DE2840066C3 - Device for obtaining pure water from sea water - Google Patents

Description

a) two film evaporators (-) in the form of vertical tube bundles - designed in cross section as a segment of a circle without a jacket -;

b) two containers (4) at the bottom to the top ^'Ί tube plate of one of the film evaporator of the same section - in the last section without film evaporator, however, connected to the discharge pipe for salt solution - and above the lower tube plate of the film evaporator dis overlying portion - in the first section connected to the feed line for sea water - are connected;

c) a bottle neck-like overflow (6) at the bottom of each container for the transition of the Saline solution from the container (4) to the underlying Robs plates and to compensate for the positive pressure difference;

d) openings (7) on the upper side of each container with the exception of the container in the first section;

e) one odc several siphon pipe (s) for the extraction of the located on the ground _; ; each section collecting condensate and.-to re-introduction at a middle point of the next: in section;

f) horizontally arranged tube bundle exchanger (3) for preheating the sea water with Steam;

g) Inert gas lines from section to section to the vacuum system;

according to DE-PS 2334481, characterized in that the tube bundle exchanger (3) - except in the last section - are arranged vertically and that the last section is a has a horizontal tube bundle exchanger acting as an end condenser, the tube plates of which are fixed diametrically on opposite parts of the column under the last section.

30th

The main patent - DE-PS 23 34 481 - relates to a device for the extraction of pure water Sea water according to the multi-effect process with heat exchanger, separating tanks, feeds for sea water and primary steam, discharges for salt solution and Pure water and connection to a vacuum system in the form of a vertical column, divided into several cylindrical sections each containing: m>

a) two film evaporators in the form of vertical tube bundles - in cross section as a segment of a circle trained and without a coat -;

b) two containers on the ground with the upper tube plate of a Ti film evaporator of the same section - in the last section without film evaporator, however, connected to the Aus.ragleitung for saline solution - and at the top with the lower tube plate of the film evaporator of the section above it - in the first section connected to the feed line for seawater - are connected;

c) a bottle neck-like overflow at the bottom of each Container for the passage of the saline solution from the container to the underlying tube plates and to compensate for the positive pressure difference;

d) openings on the top of each container with Exception of the container in the first section;

e) one or more siphon pipe (s) for the removal of the collecting at the bottom of each section Condensate and re-introduction at a middle point of the next section;

f) horizontally arranged tube bundle exchangers for the preheating of the sea water with steam and

g) Inert gas lines from section to section to the vacuum system.
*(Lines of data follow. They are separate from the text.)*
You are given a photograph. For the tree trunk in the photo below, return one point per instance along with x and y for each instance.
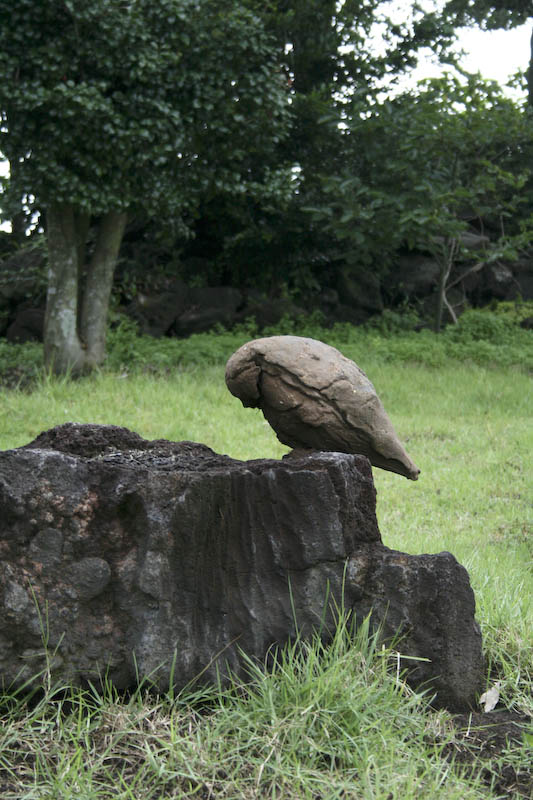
(446, 263)
(77, 303)
(63, 350)
(530, 76)
(98, 285)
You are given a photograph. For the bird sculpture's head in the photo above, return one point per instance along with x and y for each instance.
(314, 398)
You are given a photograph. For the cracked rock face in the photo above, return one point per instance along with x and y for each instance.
(314, 398)
(165, 560)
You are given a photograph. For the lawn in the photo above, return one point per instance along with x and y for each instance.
(335, 723)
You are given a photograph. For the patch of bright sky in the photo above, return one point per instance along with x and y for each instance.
(496, 55)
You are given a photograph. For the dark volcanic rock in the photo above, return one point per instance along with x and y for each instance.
(159, 559)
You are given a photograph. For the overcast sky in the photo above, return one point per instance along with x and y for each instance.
(496, 55)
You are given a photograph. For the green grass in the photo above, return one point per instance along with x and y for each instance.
(335, 723)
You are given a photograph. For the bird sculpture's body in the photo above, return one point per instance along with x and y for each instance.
(316, 399)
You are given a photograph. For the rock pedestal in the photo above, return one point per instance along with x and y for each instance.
(130, 559)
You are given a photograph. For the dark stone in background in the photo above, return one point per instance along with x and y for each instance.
(159, 559)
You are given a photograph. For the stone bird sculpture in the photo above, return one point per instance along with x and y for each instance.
(316, 399)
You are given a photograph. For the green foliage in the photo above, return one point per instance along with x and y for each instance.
(487, 338)
(135, 106)
(338, 721)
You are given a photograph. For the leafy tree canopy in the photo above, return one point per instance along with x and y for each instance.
(133, 104)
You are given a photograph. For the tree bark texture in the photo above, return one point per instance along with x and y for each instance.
(78, 293)
(63, 350)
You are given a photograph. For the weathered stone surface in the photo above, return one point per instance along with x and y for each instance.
(137, 558)
(316, 399)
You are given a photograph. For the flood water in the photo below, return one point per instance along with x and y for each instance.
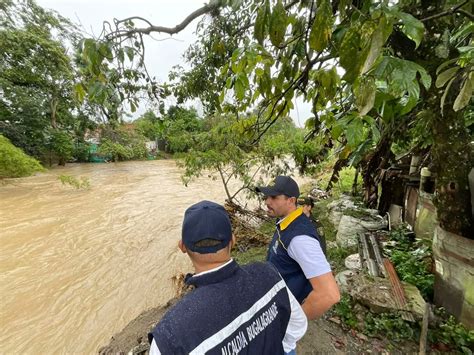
(77, 265)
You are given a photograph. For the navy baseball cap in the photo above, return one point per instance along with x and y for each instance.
(282, 185)
(206, 220)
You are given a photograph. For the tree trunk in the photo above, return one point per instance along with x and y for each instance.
(453, 160)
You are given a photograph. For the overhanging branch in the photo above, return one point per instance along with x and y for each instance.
(161, 29)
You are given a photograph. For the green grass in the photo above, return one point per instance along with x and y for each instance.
(14, 162)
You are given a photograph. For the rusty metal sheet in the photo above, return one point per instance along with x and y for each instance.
(398, 292)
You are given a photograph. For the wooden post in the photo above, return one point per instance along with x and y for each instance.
(424, 329)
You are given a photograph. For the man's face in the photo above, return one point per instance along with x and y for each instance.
(307, 210)
(279, 206)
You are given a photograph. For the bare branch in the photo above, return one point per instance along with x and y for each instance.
(170, 30)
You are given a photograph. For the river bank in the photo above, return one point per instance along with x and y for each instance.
(324, 336)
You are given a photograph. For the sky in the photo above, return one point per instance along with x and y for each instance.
(162, 51)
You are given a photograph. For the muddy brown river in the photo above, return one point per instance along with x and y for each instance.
(77, 265)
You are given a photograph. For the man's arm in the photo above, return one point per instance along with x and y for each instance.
(308, 254)
(324, 295)
(297, 324)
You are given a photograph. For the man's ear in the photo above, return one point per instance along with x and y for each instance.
(181, 246)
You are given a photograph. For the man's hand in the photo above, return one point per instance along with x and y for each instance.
(324, 295)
The additional application DE-OS 26 25 358 brings a further development of this device by the Tube bundle exchanger for preheating the seawater housed in a continuous tube which is located in the container containing the saline solution and divides it into two tubs

The present invention brings a modification of the device according to the main patent to the effect that that the tube bundle exchanger - except in the last section - are arranged vertically and that the last section has a horizontal tube bundle exchanger acting as an end condenser, whose tube plates are fixed diametrically on opposite parts of the column under the last section are.

The modification of the main patent according to the invention offers for systems with high throughput, especially with regard to capital expenditure and energy consumption, considerable advantages.

The invention is further explained with reference to the figures:

The F i g. 1 shows a longitudinal section and FIG. 2 shows a cross section according to A-A of FIG. 1 of a section of a Column 1 for the desalination of sea water from the following parts:

a) Vertical tube bundle film evaporator 8 without jacket:

b) Container 4 for collecting the seawater, connected at the bottom to the upper tube plate SA of the film evaporator, these containers - in the last section without film evaporator - being connected to the discharge pipe above the lower tube plate of the section above. The first section of the tank is connected to the feed line for the seawater.

c) Then at the bottom of each container 4 there is a system 6 which allows the flow of water into the second container 4 '; its bottom plate is the upper tube plate SA of the film evaporator below. In this way a positive pressure difference between the container and the film evaporator is eliminated.

d) Finally, in the upper part of the side wall of each container 4 - with the exception of the Container of the first section - openings 7 for the extraction of steam and

e) one or more siphon pipe (s) for draining the

condensate collecting at the bottom of each section and discharging to a central point of the next section,

f) The (tube bundle) heat exchanger 3 is used to preheat the water fed in Steam obtained in each section.

g) Finally, there are power systems for inert gases between the individual sections may be present in the vacuum system.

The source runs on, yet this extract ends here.